Quand j’arrive, toute la salle se retourne. Les regards glissent sur moi, certains admiratifs, d’autres curieux, mais toujours remplis d’un intérêt dévorant. Karim s’avance enfin, et je sens les gens nous observer avec ce mélange d’admiration et d’envie, certains murmurant, persuadés que nous sommes ensemble. Comme si nous formions un couple. Ce qu’ils peuvent être bêtes…

Mais Karim ne perd pas de temps avec ces détails. Il me jette un regard rapide, ses yeux durs me jaugeant de haut en bas. Je sais ce qu’il pense. Que je ne suis là que pour attirer l’attention et lui faciliter la tâche. Rien de plus. « Tâche de ne pas tout gâcher, Luna, » lâche-t-il d’une voix basse, juste assez pour que seuls nous deux puissions entendre.

Je plisse les yeux, mon ton acide. « Et toi, tâche de ne pas me traiter comme une idiote. »

Son sourire en coin ne fait qu’augmenter ma frustration. « Tu crois que tu es ici pour autre chose que pour ta belle gueule ? » Il éclate d’un rire bref, froid, qui me donne envie de lui coller mon poing en pleine figure. Mais je garde mon calme. Je serre les poings et le suis sans un mot de plus.

Nous traversons la foule, et je sens les regards des femmes, des hommes. Les femmes, jalouses, fusillent des yeux ma robe moulante qui m’a valu une heure de torture pour rentrer dedans. Les hommes, eux, me dévorent du regard, certains avec des sourires dégoûtants, d’autres murmurent entre eux.

Enfin, Karim s’arrête près d’un groupe d’hommes au visage sérieux, des types qui semblent en avoir vu d’autres.

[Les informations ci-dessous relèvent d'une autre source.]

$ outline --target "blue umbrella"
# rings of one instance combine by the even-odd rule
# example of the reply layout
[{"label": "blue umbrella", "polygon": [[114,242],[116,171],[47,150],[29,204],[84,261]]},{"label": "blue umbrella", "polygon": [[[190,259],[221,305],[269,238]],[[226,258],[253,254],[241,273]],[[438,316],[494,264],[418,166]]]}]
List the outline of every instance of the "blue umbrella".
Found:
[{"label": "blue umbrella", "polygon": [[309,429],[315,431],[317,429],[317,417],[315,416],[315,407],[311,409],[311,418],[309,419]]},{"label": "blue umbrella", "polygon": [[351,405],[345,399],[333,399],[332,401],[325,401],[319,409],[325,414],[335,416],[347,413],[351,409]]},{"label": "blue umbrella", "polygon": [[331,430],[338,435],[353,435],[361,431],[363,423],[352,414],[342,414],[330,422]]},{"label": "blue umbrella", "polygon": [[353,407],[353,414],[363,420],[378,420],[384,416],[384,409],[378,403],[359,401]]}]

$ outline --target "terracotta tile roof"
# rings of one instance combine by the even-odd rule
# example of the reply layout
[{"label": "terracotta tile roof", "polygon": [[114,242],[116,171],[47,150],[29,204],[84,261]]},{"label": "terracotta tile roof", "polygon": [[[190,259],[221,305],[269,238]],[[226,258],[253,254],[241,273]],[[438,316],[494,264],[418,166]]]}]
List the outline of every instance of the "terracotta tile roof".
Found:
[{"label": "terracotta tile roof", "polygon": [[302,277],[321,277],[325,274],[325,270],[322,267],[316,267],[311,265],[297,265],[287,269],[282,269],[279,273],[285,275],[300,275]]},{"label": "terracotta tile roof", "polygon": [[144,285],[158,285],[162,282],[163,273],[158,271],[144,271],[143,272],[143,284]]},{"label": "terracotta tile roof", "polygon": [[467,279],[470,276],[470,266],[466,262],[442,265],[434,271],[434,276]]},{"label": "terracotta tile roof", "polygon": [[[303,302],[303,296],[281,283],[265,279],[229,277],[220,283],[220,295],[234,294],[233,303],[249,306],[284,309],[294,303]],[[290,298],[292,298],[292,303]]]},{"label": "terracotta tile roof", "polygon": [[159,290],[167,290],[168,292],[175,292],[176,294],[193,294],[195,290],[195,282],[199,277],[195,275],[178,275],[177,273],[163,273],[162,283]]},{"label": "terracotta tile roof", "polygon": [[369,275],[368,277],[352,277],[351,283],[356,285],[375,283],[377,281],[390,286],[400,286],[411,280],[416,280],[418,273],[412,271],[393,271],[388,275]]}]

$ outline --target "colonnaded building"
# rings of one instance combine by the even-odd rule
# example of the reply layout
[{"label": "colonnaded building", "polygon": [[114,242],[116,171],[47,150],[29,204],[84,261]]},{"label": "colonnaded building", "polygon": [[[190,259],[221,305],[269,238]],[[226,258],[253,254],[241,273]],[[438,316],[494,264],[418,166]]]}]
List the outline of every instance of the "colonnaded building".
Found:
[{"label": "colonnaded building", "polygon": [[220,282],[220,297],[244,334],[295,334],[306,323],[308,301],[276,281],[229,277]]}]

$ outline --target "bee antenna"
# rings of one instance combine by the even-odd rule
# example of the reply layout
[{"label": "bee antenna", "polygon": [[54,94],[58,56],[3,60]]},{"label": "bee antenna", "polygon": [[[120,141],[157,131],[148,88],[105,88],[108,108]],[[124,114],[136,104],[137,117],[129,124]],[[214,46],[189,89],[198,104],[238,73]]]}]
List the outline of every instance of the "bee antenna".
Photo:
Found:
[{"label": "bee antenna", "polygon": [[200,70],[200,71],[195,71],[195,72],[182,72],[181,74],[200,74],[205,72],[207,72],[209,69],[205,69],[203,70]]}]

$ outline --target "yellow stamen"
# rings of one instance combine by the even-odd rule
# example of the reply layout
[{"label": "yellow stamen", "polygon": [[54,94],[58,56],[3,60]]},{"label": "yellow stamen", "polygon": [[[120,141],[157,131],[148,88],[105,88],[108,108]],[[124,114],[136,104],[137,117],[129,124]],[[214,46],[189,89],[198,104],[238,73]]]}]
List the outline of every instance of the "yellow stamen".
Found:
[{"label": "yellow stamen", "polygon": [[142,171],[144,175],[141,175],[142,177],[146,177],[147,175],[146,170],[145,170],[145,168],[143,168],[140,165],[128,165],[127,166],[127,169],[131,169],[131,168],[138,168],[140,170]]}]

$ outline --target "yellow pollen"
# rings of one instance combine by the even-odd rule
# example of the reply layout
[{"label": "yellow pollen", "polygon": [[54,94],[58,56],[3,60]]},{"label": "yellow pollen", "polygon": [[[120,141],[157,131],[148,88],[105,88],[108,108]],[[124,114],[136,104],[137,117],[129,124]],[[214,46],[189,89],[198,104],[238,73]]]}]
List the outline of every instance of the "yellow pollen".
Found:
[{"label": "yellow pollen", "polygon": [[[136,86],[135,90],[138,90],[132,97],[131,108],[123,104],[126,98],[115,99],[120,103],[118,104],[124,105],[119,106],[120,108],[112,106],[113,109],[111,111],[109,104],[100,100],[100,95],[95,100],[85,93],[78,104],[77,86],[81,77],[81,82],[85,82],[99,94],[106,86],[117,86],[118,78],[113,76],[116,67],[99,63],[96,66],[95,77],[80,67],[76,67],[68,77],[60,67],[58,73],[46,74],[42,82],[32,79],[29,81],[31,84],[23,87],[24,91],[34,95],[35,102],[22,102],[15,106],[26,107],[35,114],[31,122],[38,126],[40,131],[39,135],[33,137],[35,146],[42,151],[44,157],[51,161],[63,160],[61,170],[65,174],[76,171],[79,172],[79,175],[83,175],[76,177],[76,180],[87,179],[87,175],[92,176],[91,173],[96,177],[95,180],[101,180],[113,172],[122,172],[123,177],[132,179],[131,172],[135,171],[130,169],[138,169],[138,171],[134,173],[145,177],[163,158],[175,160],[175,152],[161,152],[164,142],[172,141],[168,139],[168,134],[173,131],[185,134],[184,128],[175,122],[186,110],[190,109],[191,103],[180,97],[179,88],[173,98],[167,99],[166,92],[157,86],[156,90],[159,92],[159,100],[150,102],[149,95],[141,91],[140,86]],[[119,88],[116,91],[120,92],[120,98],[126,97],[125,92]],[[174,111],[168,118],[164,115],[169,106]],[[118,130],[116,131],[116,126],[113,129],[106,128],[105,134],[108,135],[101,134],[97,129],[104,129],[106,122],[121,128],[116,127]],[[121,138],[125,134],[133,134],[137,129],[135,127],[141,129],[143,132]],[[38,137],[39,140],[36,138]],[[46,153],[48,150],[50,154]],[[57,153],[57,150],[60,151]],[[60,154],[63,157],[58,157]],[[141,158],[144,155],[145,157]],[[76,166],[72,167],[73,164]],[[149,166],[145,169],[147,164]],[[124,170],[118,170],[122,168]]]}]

Il se tourne vers moi, son regard froid perçant, et me murmure : « Tu sais ce qu’on est venu faire, alors tiens-toi tranquille. »

Je retiens une réplique cinglante. C’est toujours la même chose avec lui : les ordres, les critiques, comme si j’étais là pour obéir sans broncher. Mais j’ai appris à garder mes réponses pour moi. On est ici pour une raison, et je dois jouer le jeu, même si cela signifie supporter Karim.

Quand on arrive à la table principale, un des types me dévisage, et je ressens toute sa suspicion. Karim le salue, d’un ton sec et professionnel, et je comprends qu’il fait partie de notre cible. Ce type a tout pour plaire : costume impeccable, sourire de façade et des mains qui serrent les miennes un peu trop fort.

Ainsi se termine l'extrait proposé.